Imagine your child is the one in an Ebola treatment ward. He or she screams, cries, begs to be picked up and held. Any Ebola patient, child or not, is likely to have vomiting and diarrhea. Nobody gets much hugging because no-touch is the rule.

Three weeks later, the child has been tested to make sure he or she is no longer infectious, leaves the Ebola ward and emerges into a world of stigma. His or her parents may be dead or perhaps just can’t be located. Relatives often don’t want to touch or take in the surviving child.
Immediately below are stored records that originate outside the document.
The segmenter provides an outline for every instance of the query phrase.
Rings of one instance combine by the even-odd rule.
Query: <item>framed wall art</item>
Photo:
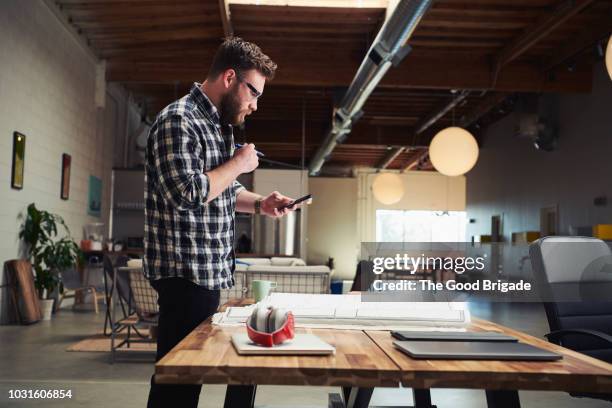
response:
[[[23,188],[23,173],[25,169],[26,137],[19,132],[13,133],[13,164],[11,166],[11,187],[16,190]]]
[[[60,197],[62,200],[68,200],[70,197],[70,164],[72,157],[69,154],[62,154],[62,187]]]
[[[89,176],[89,200],[87,200],[87,214],[100,217],[102,214],[102,180],[96,176]]]

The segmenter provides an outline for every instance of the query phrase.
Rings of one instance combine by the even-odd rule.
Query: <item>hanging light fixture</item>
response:
[[[608,75],[610,75],[610,79],[612,79],[612,35],[606,47],[606,68],[608,68]]]
[[[397,174],[380,173],[372,183],[372,193],[383,204],[395,204],[404,196],[404,182]]]
[[[478,159],[478,143],[465,129],[452,126],[434,136],[429,145],[431,164],[446,176],[470,171]]]

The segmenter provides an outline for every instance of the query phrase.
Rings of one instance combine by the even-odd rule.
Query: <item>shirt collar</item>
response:
[[[221,125],[221,117],[219,116],[219,110],[217,107],[208,99],[208,96],[202,91],[202,84],[194,82],[189,94],[196,102],[196,104],[215,122],[216,125]]]

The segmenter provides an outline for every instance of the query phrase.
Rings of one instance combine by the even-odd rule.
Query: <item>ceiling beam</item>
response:
[[[273,56],[273,54],[271,54]],[[280,55],[279,55],[280,57]],[[275,58],[273,56],[273,58]],[[358,62],[337,61],[328,64],[310,60],[283,61],[279,65],[275,85],[336,87],[348,85]],[[192,82],[201,78],[209,63],[177,66],[176,63],[116,63],[108,64],[107,79],[124,83]],[[452,67],[452,69],[450,68]],[[503,92],[568,92],[591,91],[591,66],[580,64],[574,72],[558,70],[545,75],[538,67],[528,63],[513,63],[502,69],[495,86],[490,81],[490,65],[486,59],[472,58],[409,58],[395,69],[389,70],[378,89],[467,89]]]
[[[366,110],[367,112],[367,110]],[[383,125],[383,126],[413,126],[414,123],[419,120],[418,116],[382,116],[375,114],[364,114],[361,118],[362,121],[368,122],[371,125]]]
[[[465,100],[468,97],[469,91],[461,91],[457,96],[455,96],[449,103],[444,104],[442,107],[434,110],[431,114],[423,117],[415,126],[414,138],[417,135],[423,133],[425,130],[429,129],[433,126],[440,118],[446,115],[449,111],[454,109],[457,105]],[[412,144],[415,144],[416,140],[413,140]],[[378,165],[379,169],[385,169],[388,167],[402,152],[404,152],[404,147],[398,147],[390,151],[380,162]],[[411,165],[414,163],[410,163]],[[416,164],[414,164],[416,165]],[[408,167],[408,166],[407,166]]]
[[[467,128],[489,113],[491,109],[502,103],[508,96],[506,92],[492,92],[485,96],[469,113],[461,117],[459,126]]]
[[[609,38],[610,33],[612,33],[612,23],[610,22],[610,17],[606,15],[597,23],[580,30],[570,41],[564,43],[556,54],[544,61],[542,69],[550,71],[589,47],[594,46],[598,41]]]
[[[429,155],[429,148],[423,149],[420,153],[415,154],[408,160],[408,162],[404,165],[402,172],[407,172],[415,167],[419,166],[421,161],[425,160],[425,158]]]
[[[386,169],[391,163],[393,163],[395,159],[398,158],[400,154],[404,152],[404,150],[406,150],[405,147],[396,147],[394,149],[389,150],[389,152],[385,154],[385,156],[382,158],[380,163],[376,165],[376,167],[380,170]]]
[[[219,12],[221,13],[221,24],[223,25],[225,37],[232,37],[234,35],[234,27],[231,20],[229,0],[219,0]]]
[[[246,121],[244,136],[247,141],[253,141],[254,143],[278,143],[281,141],[301,143],[302,124],[300,120],[260,120],[257,117],[258,113],[259,110]],[[306,126],[308,143],[320,143],[328,127],[329,120],[309,122]],[[242,139],[237,137],[237,140]],[[372,126],[365,122],[359,122],[355,124],[351,131],[351,137],[343,145],[377,145],[386,149],[387,146],[408,146],[411,142],[411,127]]]
[[[499,72],[501,67],[523,55],[556,28],[590,6],[593,1],[563,0],[552,13],[546,13],[545,17],[538,21],[531,29],[525,31],[499,51],[495,60],[495,71]]]
[[[455,96],[449,103],[444,104],[442,107],[439,107],[438,109],[434,110],[431,114],[423,117],[423,119],[421,119],[421,121],[415,126],[415,133],[417,135],[423,133],[429,127],[434,125],[438,120],[440,120],[440,118],[442,118],[452,109],[454,109],[457,105],[463,102],[469,94],[469,91],[460,91],[459,94]]]

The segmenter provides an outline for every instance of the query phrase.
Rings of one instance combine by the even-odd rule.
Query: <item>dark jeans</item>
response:
[[[219,291],[208,290],[183,278],[151,282],[159,294],[157,356],[159,361],[219,307]],[[151,377],[148,408],[197,407],[201,385],[155,384]]]

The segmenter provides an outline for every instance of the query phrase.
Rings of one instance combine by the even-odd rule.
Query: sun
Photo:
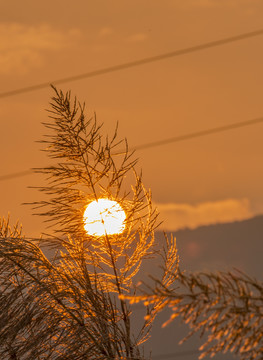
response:
[[[117,201],[98,199],[88,204],[83,219],[89,235],[113,235],[124,231],[126,214]]]

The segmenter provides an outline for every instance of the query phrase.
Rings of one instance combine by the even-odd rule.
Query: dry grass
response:
[[[233,272],[170,274],[176,291],[155,279],[155,287],[136,301],[163,299],[171,307],[168,325],[181,316],[191,331],[206,335],[200,359],[220,352],[233,352],[241,360],[262,359],[263,354],[263,284],[238,270]],[[172,281],[171,281],[172,282]]]
[[[48,134],[41,141],[52,165],[35,169],[46,176],[46,186],[39,188],[46,197],[33,204],[53,230],[34,241],[18,226],[1,222],[0,358],[145,359],[141,344],[165,302],[147,306],[134,333],[124,296],[135,294],[134,276],[153,256],[162,257],[161,281],[172,286],[175,243],[167,240],[163,253],[155,249],[157,212],[127,142],[117,140],[117,131],[104,137],[96,117],[86,119],[84,105],[54,91],[51,120],[44,124]],[[84,231],[85,206],[101,197],[124,208],[122,234],[94,237]],[[52,259],[43,246],[55,250]]]

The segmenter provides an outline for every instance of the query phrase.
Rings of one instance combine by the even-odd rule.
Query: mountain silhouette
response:
[[[177,240],[181,270],[227,271],[237,268],[251,277],[263,280],[262,215],[245,221],[201,226],[193,230],[182,229],[172,234]],[[163,233],[156,232],[156,238],[161,245],[164,241]],[[145,269],[145,273],[147,272],[148,274],[156,273],[156,267],[149,265]],[[158,316],[152,329],[152,337],[145,344],[145,348],[152,350],[153,360],[197,360],[196,350],[203,340],[200,341],[199,335],[195,335],[183,345],[178,345],[178,342],[187,334],[188,327],[177,318],[167,327],[161,328],[170,314],[171,310],[166,309]],[[161,354],[163,355],[158,356]],[[226,353],[218,354],[213,359],[238,358],[231,353]]]

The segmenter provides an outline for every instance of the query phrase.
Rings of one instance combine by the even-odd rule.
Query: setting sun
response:
[[[126,214],[119,203],[98,199],[88,204],[83,215],[84,228],[89,235],[120,234],[125,229]]]

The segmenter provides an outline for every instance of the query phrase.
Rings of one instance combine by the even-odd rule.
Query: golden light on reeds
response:
[[[102,198],[88,204],[83,219],[89,235],[114,235],[124,231],[126,214],[117,201]]]

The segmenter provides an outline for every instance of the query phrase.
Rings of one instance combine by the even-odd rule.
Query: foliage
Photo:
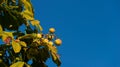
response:
[[[24,24],[24,32],[19,27]],[[31,25],[34,29],[31,28]],[[8,31],[9,30],[9,31]],[[2,67],[47,67],[48,58],[59,67],[61,61],[57,47],[62,41],[55,29],[43,34],[40,21],[34,19],[30,0],[0,0],[0,66]],[[32,64],[28,61],[32,60]]]

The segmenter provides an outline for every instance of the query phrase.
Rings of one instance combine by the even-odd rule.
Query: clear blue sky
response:
[[[120,67],[120,0],[32,2],[44,33],[55,27],[63,40],[61,67]]]

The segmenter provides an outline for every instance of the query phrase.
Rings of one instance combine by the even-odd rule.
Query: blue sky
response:
[[[120,67],[119,0],[33,0],[44,33],[63,40],[61,67]],[[49,67],[56,67],[48,60]]]

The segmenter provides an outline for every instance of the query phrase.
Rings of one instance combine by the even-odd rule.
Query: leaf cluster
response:
[[[18,31],[22,24],[25,33]],[[0,67],[47,67],[48,58],[58,67],[61,65],[54,42],[57,36],[42,33],[30,0],[0,0],[0,39]],[[28,64],[30,60],[32,64]]]

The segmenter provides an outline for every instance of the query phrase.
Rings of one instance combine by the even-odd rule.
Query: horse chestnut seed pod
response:
[[[55,32],[55,29],[54,29],[54,28],[50,28],[50,29],[49,29],[49,32],[50,32],[50,33],[54,33],[54,32]]]
[[[62,40],[61,39],[56,39],[54,42],[57,46],[60,46],[62,44]]]

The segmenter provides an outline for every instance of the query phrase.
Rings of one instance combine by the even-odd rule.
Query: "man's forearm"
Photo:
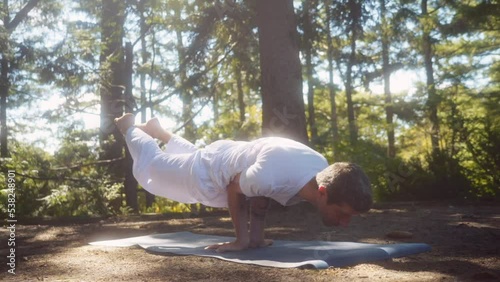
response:
[[[236,182],[237,183],[237,182]],[[228,186],[228,209],[236,232],[236,240],[242,244],[250,241],[248,234],[248,203],[245,195],[241,194],[236,183]]]
[[[269,198],[254,197],[250,199],[250,244],[261,244],[264,241],[264,227]]]

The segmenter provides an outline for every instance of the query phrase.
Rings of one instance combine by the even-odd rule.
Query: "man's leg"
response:
[[[180,153],[194,148],[193,144],[179,142],[183,139],[170,135],[156,119],[134,126],[134,116],[128,114],[116,119],[116,125],[125,133],[125,142],[134,160],[134,177],[144,189],[181,203],[198,201],[188,191],[196,185],[193,175],[189,173],[193,164],[189,152],[195,149]],[[153,137],[168,142],[169,150],[162,151]]]

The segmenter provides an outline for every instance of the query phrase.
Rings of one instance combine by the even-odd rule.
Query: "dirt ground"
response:
[[[308,206],[273,207],[267,237],[366,243],[422,242],[432,251],[405,258],[325,270],[276,269],[212,258],[164,256],[140,248],[89,242],[191,231],[232,236],[228,214],[139,216],[93,222],[18,225],[16,275],[0,265],[2,281],[500,281],[500,207],[431,203],[378,205],[349,228],[322,226]],[[391,231],[411,232],[390,239]],[[1,257],[8,230],[0,232]]]

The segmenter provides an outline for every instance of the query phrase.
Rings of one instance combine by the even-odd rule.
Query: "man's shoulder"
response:
[[[258,140],[259,141],[257,142],[263,142],[268,147],[281,148],[288,151],[289,153],[293,151],[307,151],[319,154],[316,150],[312,149],[307,144],[285,137],[262,137]]]
[[[265,142],[268,144],[276,144],[276,145],[294,145],[294,146],[305,146],[309,148],[306,144],[301,143],[299,141],[286,138],[286,137],[277,137],[277,136],[270,136],[270,137],[261,137],[259,139],[256,139],[255,142]]]

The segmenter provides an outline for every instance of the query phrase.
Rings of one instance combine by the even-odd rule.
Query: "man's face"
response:
[[[330,204],[326,201],[321,202],[319,212],[326,226],[343,226],[346,227],[351,221],[353,215],[358,215],[359,212],[353,210],[348,204]]]

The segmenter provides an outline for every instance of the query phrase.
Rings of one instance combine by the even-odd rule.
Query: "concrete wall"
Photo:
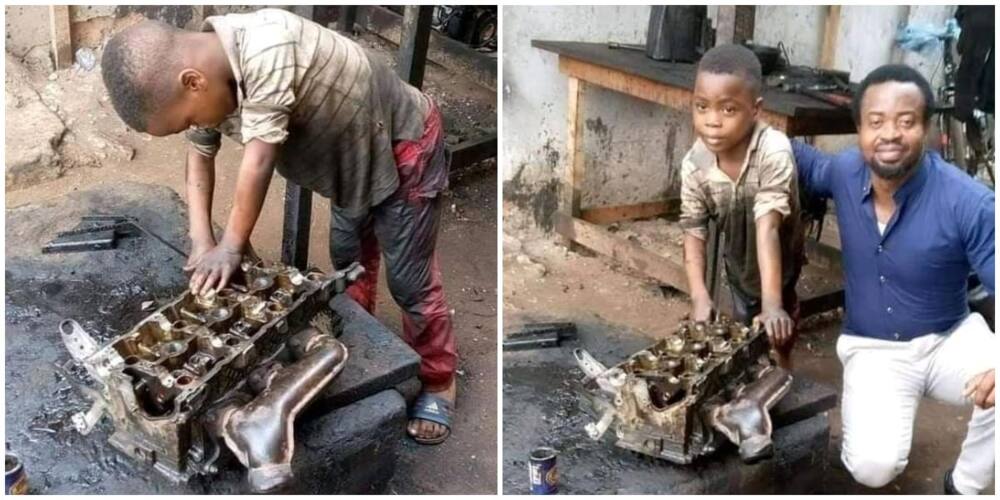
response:
[[[49,8],[44,5],[4,6],[7,52],[21,58],[32,48],[49,43]]]
[[[249,12],[267,5],[72,5],[70,32],[74,49],[99,48],[119,30],[142,19],[156,19],[196,29],[205,16]],[[271,6],[273,7],[273,6]],[[296,6],[278,6],[295,10]],[[33,47],[49,43],[49,8],[45,5],[4,7],[7,52],[23,58]]]
[[[531,40],[645,43],[647,6],[504,7],[504,197],[548,229],[566,156],[566,77]],[[682,113],[586,87],[584,206],[661,199],[691,135]]]
[[[872,69],[905,62],[940,81],[940,50],[908,54],[893,48],[896,30],[907,23],[941,25],[954,6],[844,6],[835,67],[860,81]],[[817,65],[822,50],[825,6],[758,6],[754,39],[784,42],[794,64]],[[717,8],[709,8],[716,17]],[[505,223],[551,229],[566,156],[566,77],[554,54],[531,40],[644,43],[649,8],[530,7],[503,9],[502,175]],[[937,70],[935,73],[935,69]],[[694,137],[688,112],[588,87],[583,107],[586,176],[584,207],[654,201],[676,194],[680,159]],[[824,137],[817,143],[838,149],[854,136]]]

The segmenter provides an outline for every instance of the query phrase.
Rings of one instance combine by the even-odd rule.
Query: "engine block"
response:
[[[84,388],[93,406],[73,416],[74,427],[88,434],[107,414],[111,444],[175,482],[214,473],[222,442],[255,490],[289,480],[292,445],[278,434],[347,360],[334,332],[311,323],[363,269],[328,275],[245,262],[242,271],[218,294],[183,293],[102,347],[64,321],[70,354],[96,382]],[[277,431],[251,430],[254,418]]]
[[[588,424],[599,440],[614,426],[616,445],[688,464],[726,439],[746,462],[771,453],[771,408],[791,375],[768,356],[767,335],[722,318],[682,322],[647,349],[611,368],[582,349],[582,396],[599,415]]]

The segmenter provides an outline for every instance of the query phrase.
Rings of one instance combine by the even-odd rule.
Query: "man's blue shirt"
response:
[[[799,186],[836,206],[845,333],[906,341],[944,332],[969,314],[970,271],[994,295],[993,191],[925,152],[879,234],[872,174],[857,148],[830,155],[792,141],[792,149]]]

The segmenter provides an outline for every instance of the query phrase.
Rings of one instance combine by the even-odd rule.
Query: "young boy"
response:
[[[739,45],[715,47],[698,63],[692,116],[698,139],[681,166],[684,266],[694,320],[707,320],[705,239],[715,218],[736,318],[760,323],[791,366],[804,232],[792,147],[759,121],[760,62]]]
[[[374,309],[381,246],[404,339],[421,356],[423,393],[408,432],[421,443],[444,441],[457,357],[435,253],[438,195],[448,184],[440,113],[356,43],[289,12],[209,17],[202,29],[143,22],[112,38],[102,59],[128,126],[154,136],[188,131],[191,290],[219,290],[236,272],[275,167],[330,198],[331,260],[367,269],[348,293]],[[216,241],[221,134],[245,149]]]

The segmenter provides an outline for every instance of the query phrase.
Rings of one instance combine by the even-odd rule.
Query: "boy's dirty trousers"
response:
[[[338,268],[359,261],[364,276],[347,289],[369,312],[375,310],[380,251],[393,299],[403,309],[403,339],[420,355],[424,390],[438,392],[456,368],[455,335],[438,268],[440,188],[448,158],[440,112],[432,106],[419,141],[393,146],[399,188],[367,213],[350,213],[331,204],[330,259]],[[442,179],[441,176],[444,176]]]

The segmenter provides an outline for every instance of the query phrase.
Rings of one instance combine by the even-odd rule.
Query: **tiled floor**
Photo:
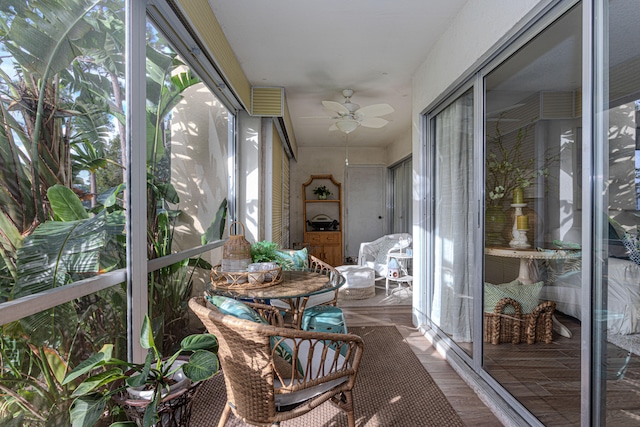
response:
[[[473,390],[411,324],[411,306],[344,307],[348,326],[395,325],[467,426],[501,426]]]

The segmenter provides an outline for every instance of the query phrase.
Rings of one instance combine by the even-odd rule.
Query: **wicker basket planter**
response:
[[[163,359],[166,360],[167,358]],[[189,358],[187,356],[178,356],[178,360],[186,362]],[[133,372],[132,370],[128,371],[125,375],[132,375]],[[202,381],[189,382],[187,387],[179,388],[165,396],[158,405],[157,412],[160,416],[160,421],[155,424],[155,427],[188,427],[193,396],[202,383]],[[133,398],[126,390],[114,395],[112,399],[124,409],[131,421],[138,426],[143,425],[144,413],[151,402],[150,400]]]
[[[503,313],[505,307],[512,306],[515,314]],[[484,313],[484,341],[491,344],[510,342],[551,343],[553,339],[553,312],[556,303],[545,301],[531,313],[522,314],[520,303],[511,298],[502,298],[493,313]]]
[[[214,289],[260,289],[282,283],[282,267],[276,266],[276,268],[271,270],[249,272],[223,271],[221,265],[216,265],[211,269],[211,274],[209,276],[211,279],[211,286],[213,286]],[[256,280],[256,276],[260,276],[262,280]]]
[[[158,405],[160,421],[155,424],[155,427],[188,427],[191,419],[193,396],[201,384],[202,382],[191,384],[190,387],[162,399]],[[124,409],[131,421],[138,426],[143,425],[144,411],[150,401],[131,399],[126,395],[114,396],[113,400]]]

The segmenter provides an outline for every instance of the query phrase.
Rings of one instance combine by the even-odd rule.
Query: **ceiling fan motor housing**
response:
[[[360,105],[351,102],[353,89],[344,89],[342,95],[345,97],[342,104],[335,101],[322,101],[322,105],[325,108],[337,114],[337,116],[332,117],[337,119],[337,122],[331,125],[329,130],[340,130],[348,134],[359,126],[381,128],[388,123],[388,120],[379,116],[384,116],[394,111],[389,104],[374,104],[360,108]]]

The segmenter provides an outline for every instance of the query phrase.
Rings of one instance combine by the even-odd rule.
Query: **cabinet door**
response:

In Texas, we saw a similar reaction. Months after the Dallas cases were cleared, doctors and nurses who work at the hospital reported that even pizza places won’t deliver to them. Pham’s attorney has said that she’s been stigmatized and that some people are apprehensive about being near her.

Imagine the stigma in West Africa. Shunned by their community and family or orphaned, the children emerge from illness alone and with nothing. UNICEF and other charities have teams working to place the orphans with extended family members or in special children centers.

It’s important to support the people who care, feed and give these Ebola orphans some of the affection heaped on Bentley.

UNICEF guidelines define a child’s basic material needs as having been met if he or she has at least one pair of shoes, two sets of clothes and a blanket. In West Africa, that would be a good but minimal start, along with having a safe and stable shelter.

A city and country that thinks enough of animals to save a dog should do better by the orphans in West Africa.